Molti hanno abbandonato Philip Morris a partire da novembre e altre continueranno a farlo, fino a maggio. Quanti, è più difficile da stabilire. Una parte dei lavoratori che usciranno, fanno notare dalla Cgil, è tutelata dall’integrativo siglato a ottobre tra sindacati , Articolo 1 e Logista Italia per i lavoratori in appalto: 201 se ne andranno tra fine 2018 e fine 2019. Quindi il numero di chi esce dovrebbe attestarsi sulle 500 unità.

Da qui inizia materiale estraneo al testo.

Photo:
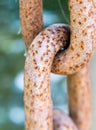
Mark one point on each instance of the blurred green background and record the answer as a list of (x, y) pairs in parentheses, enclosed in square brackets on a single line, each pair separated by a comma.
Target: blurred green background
[(12, 51)]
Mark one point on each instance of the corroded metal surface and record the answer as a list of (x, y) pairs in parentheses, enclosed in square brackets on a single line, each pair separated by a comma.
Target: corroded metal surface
[(31, 19), (37, 98)]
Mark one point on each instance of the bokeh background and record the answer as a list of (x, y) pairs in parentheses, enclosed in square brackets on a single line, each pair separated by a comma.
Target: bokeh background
[(12, 57)]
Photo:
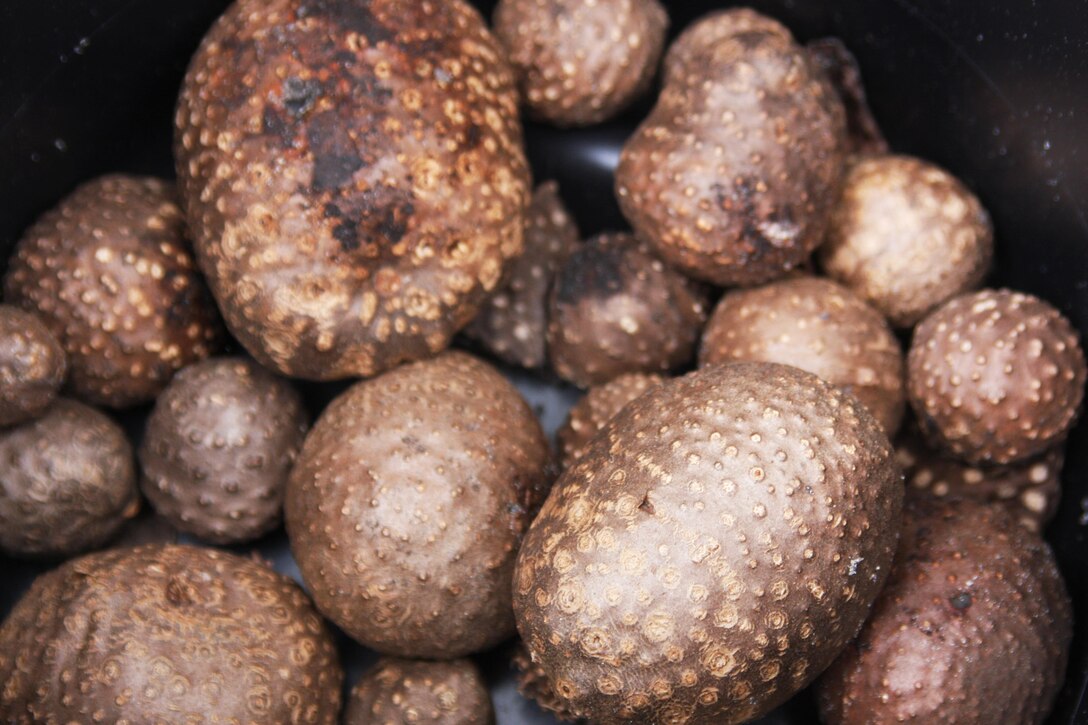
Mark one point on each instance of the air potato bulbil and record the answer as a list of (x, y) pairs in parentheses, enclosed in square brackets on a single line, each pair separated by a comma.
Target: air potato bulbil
[(581, 62), (420, 692), (617, 308), (715, 548), (218, 449), (33, 366), (165, 634), (1029, 490), (974, 626), (732, 175), (110, 272), (354, 176), (996, 377), (906, 236), (819, 327), (68, 482), (408, 502)]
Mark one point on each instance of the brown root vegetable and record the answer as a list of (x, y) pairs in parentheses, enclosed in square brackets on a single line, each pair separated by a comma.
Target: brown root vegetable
[(581, 62), (111, 274), (354, 175), (616, 308), (33, 366), (417, 691), (164, 634), (1029, 489), (840, 66), (713, 551), (219, 446), (595, 409), (819, 327), (68, 482), (408, 503), (996, 377), (534, 685), (906, 236), (512, 323), (974, 626), (732, 175)]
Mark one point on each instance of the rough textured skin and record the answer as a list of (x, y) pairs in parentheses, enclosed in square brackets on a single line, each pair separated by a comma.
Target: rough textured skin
[(32, 366), (996, 377), (66, 482), (615, 308), (819, 327), (906, 236), (595, 409), (163, 634), (581, 61), (713, 551), (840, 66), (732, 175), (354, 176), (1030, 489), (533, 684), (398, 691), (218, 449), (111, 274), (974, 626), (512, 323), (409, 501)]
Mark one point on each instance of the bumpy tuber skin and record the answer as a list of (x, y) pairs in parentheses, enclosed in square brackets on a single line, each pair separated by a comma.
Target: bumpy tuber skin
[(996, 377), (111, 274), (218, 449), (68, 482), (408, 503), (164, 634), (974, 626), (616, 308), (533, 684), (33, 366), (713, 551), (732, 175), (420, 692), (840, 66), (1029, 490), (906, 236), (581, 62), (819, 327), (512, 323), (354, 175), (595, 409)]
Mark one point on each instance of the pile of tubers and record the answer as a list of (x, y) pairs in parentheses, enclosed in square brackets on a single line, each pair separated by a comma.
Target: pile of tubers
[(758, 491)]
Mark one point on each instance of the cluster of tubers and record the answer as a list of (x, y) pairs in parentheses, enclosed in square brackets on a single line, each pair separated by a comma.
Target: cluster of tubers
[(758, 490)]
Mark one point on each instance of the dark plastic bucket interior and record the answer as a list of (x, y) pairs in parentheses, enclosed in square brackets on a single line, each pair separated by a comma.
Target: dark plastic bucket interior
[(997, 93)]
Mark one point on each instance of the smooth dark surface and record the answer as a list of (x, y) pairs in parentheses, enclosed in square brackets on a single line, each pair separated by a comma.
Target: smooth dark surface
[(996, 93)]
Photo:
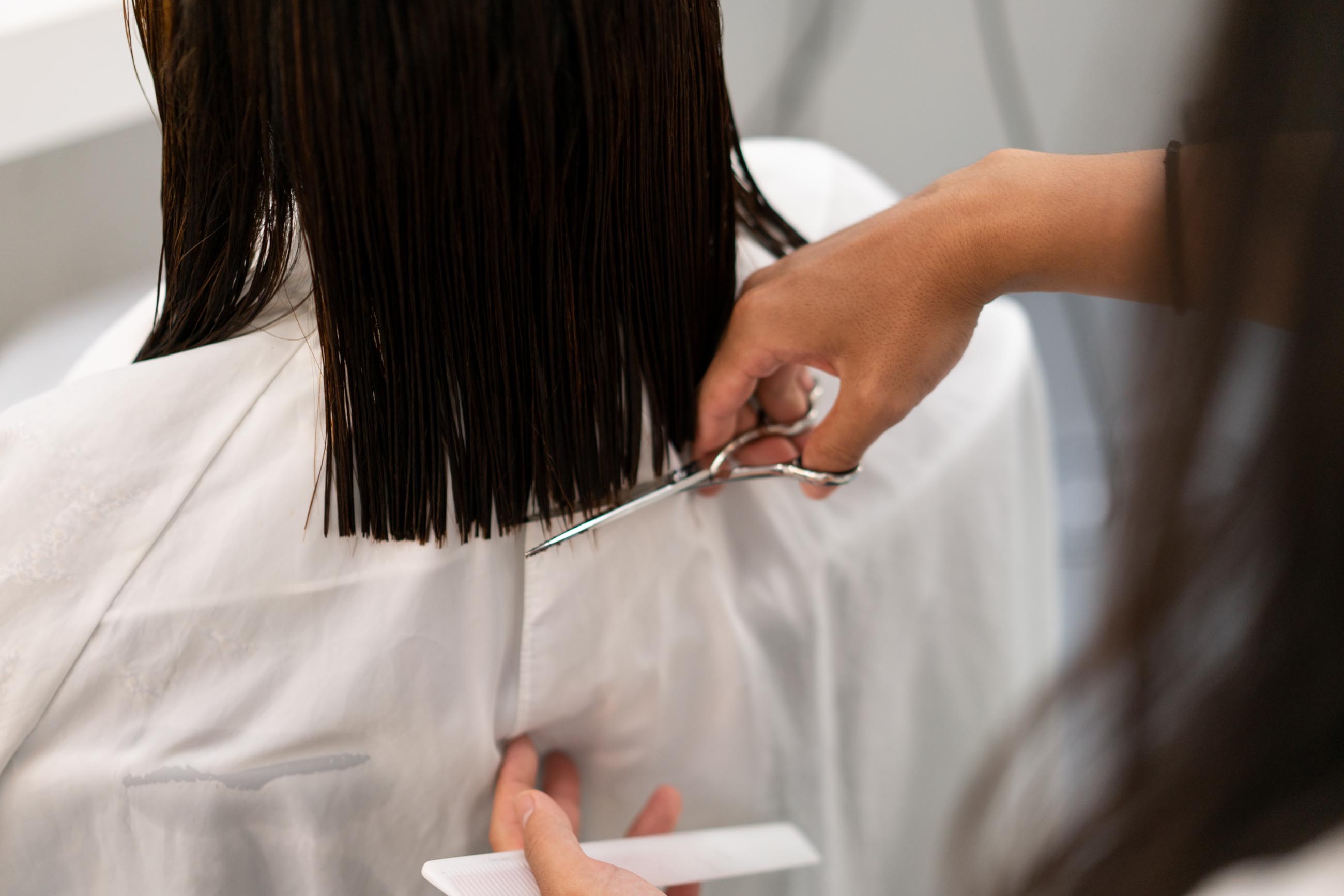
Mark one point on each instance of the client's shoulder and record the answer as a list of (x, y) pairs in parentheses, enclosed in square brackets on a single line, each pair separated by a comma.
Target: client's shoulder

Nessuna sorpresa per azienda e Cgil, diverso per l’Usb che in un volantino circolato in Gd ha espresso solidarietà a chi è rimasto senza contratto: «Pare si prospetti il ricorso alla cassa integrazione per i dipendenti — attacca il funzionario Sergio Bellavita —. Ciò testimonia come il cospicuo finanziamento pubblico avuto dalla Philip Morris non abbia prodotto alcuna garanzia sociale mentre consente di massimizzare liberamente i profitti sfruttando il lavoro precario».
Critiche respinte da Mauro Sirani Fornasini, ad degli stabilimenti bolognesi di Philip Morris: «Come da piani annunciati, Philip Morris Bologna ha assunto più di 1.200 persone per la struttura di Crespellano negli ultimi quattro anni, con contratti diretti a tempo determinato o indeterminato — replica il manager parlando all’agenzia Dire—. Oltre al piano di assunzioni previsto per l’investimento, in alcuni casi abbiamo attivato anche collaborazioni temporanee o di agenzia, per far fronte a esigenze temporanee fisiologiche legate alla fase di start-up della fabbrica, che per definizione sono soggette a cessazione». Insomma, per Sirani l’addio degli interinali era nei piani: «Questo non influisce sul nostro piano di mantenere fino a 1.600 persone nel complesso, con contratti diretti a tempo determinato o indeterminato».
Nessuna sorpresa nemmeno per la Cgil: «Fin dall’inizio le agenzie che hanno fornito personale a Philip Morris hanno chiarito questo aspetto», spiega il segretario della Filctem Roberto Guarinoni. E parte dei fuoriusciti starebbe trovando un altro lavoro: «So anche che in molti si stanno ricollocando nelle aziende del territorio, nel settore chimico e in quello meccanico», assicura il sindacalista.
Che rispedisce al mittente le voci sulla cassa integrazione: «Non è vero, il problema è esattamente opposto, visto che c’è una grande domanda di lavoro». Tanto che il sindacalista avverte anche Philip Morris, che secondo le parole di Sirani considera i 1.600 occupati come la somma tra posti fissi e contratti a termine: «Per quanto riguarda noi, quei 1.600 devono essere tutti a tempo indeterminato. Poi, se ci sono picchi produttivi, si può parlare di aggiungere dei contratti a termine».
Intanto in un’altra big del territorio, La Perla, è partita la solidarietà per i dipendenti. Nei prossimi giorni l’incontro con i nuovi proprietari di Sapinda per la presentazione del piano industriale.